Sementes do Maracujazeiro

 

Como de costume, estávamos voltados ao Mestre, na espera de seus ensinamentos. Não havia ansiedade no ar. Não havia pressa. Era tão bom ouvi-lo, tanto quanto contemplar aquele semblante pacífico e pacificador. Além do mais, beber o silêncio é uma dádiva divina.

 

Depois de uma longa e, ao mesmo tempo, instantânea pausa, alguém dentre nós falou: Como fazer para vencer a morte?

 

O Mestre, então, mandou distribuir a cada um de nós um fruto do maracujazeiro. Recebemos um maracujá, recém retirado da árvore, de pele lisa e de cor amarela. Belo, parecia pronto para o consumo, mas não estava.

 

Em seguida, o Mestre fez distribuir, mais uma vez, a cada um de nós, um fruto do maracujazeiro, bastante envelhecido. A aparência, agora, já não era bela. Ao contrário, era plena de rugas. E assim, podemos ver e experimentar que, na juventude, a pele era lisa e bela; entretanto, no amadurecimento, não é mais para a pele que se deve olhar, mas para a delícia da substância que envolve as sementes existentes no interior do maracujá.

 

Aliás, também ali estava a resposta. A morte não é para ser vencida.
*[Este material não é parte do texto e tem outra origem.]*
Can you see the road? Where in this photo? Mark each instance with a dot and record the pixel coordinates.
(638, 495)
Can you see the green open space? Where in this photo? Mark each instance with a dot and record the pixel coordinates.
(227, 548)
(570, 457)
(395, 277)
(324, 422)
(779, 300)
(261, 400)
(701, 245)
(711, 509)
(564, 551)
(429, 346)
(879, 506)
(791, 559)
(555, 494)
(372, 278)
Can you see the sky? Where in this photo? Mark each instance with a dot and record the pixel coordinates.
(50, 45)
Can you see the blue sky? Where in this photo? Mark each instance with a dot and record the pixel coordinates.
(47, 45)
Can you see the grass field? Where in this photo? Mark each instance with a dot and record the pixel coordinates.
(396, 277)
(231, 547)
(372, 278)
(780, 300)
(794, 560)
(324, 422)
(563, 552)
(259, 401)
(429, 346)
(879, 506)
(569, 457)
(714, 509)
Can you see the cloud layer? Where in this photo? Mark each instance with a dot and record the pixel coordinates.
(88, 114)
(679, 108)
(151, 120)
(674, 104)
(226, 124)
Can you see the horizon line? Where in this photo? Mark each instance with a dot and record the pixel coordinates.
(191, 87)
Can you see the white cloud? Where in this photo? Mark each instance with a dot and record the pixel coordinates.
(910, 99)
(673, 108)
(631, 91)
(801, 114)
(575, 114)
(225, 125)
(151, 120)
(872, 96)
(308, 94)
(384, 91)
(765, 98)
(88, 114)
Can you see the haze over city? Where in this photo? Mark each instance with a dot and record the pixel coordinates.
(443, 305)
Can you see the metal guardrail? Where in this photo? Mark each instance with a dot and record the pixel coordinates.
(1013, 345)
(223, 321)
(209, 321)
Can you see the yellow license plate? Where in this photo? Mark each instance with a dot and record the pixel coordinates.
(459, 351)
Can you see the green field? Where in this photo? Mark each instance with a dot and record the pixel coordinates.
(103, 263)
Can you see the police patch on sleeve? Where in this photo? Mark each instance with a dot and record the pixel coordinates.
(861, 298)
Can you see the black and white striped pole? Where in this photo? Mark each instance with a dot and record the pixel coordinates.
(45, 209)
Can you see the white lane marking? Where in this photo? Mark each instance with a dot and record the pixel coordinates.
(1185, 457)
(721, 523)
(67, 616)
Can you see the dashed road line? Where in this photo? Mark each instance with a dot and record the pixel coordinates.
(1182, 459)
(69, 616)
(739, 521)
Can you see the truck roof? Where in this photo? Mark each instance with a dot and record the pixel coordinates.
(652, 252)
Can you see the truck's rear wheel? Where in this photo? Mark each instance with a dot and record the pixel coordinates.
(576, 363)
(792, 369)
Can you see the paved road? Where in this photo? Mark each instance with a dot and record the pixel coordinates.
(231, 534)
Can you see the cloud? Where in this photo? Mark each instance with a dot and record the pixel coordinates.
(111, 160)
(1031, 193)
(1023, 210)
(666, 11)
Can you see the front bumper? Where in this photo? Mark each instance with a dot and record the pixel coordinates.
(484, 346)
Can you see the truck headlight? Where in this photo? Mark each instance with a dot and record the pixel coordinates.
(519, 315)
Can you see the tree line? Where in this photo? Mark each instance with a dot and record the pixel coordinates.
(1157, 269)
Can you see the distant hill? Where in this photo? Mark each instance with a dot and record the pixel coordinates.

Ela é uma grande parceira da vida, sem ela não há como novas manifestações desta se apresentarem.

 

Ficamos imaginando o que seria de nossa existência se o envelhecimento um dia não tivesse fim. Sim, é possível que implorássemos à senhora Morte que fizesse seu trabalho de parteira.

 

Por fim, todos nós compreendemos que, em verdade, a vida nunca se vai, mas apenas se apresenta em novas formas. E para tanto, é necessário que a antiga morra. Para descobrir a semente, é necessário que a fruta morra; para que a árvore nasça, é preciso que a semente pereça.

 

Em um entardecer tão mágico, tomamos suco de maracujá e voltamos para casa, felizes.

 

Poeta Hiran de Melo - Mestre Instalado, Cavaleiro Rosa Cruz e Noaquita - oráculo de Melquisedec, ao Vale do Mirante, vinte e um dias de outubro do ano de dois mil e treze da revelação do Sabor da Vida.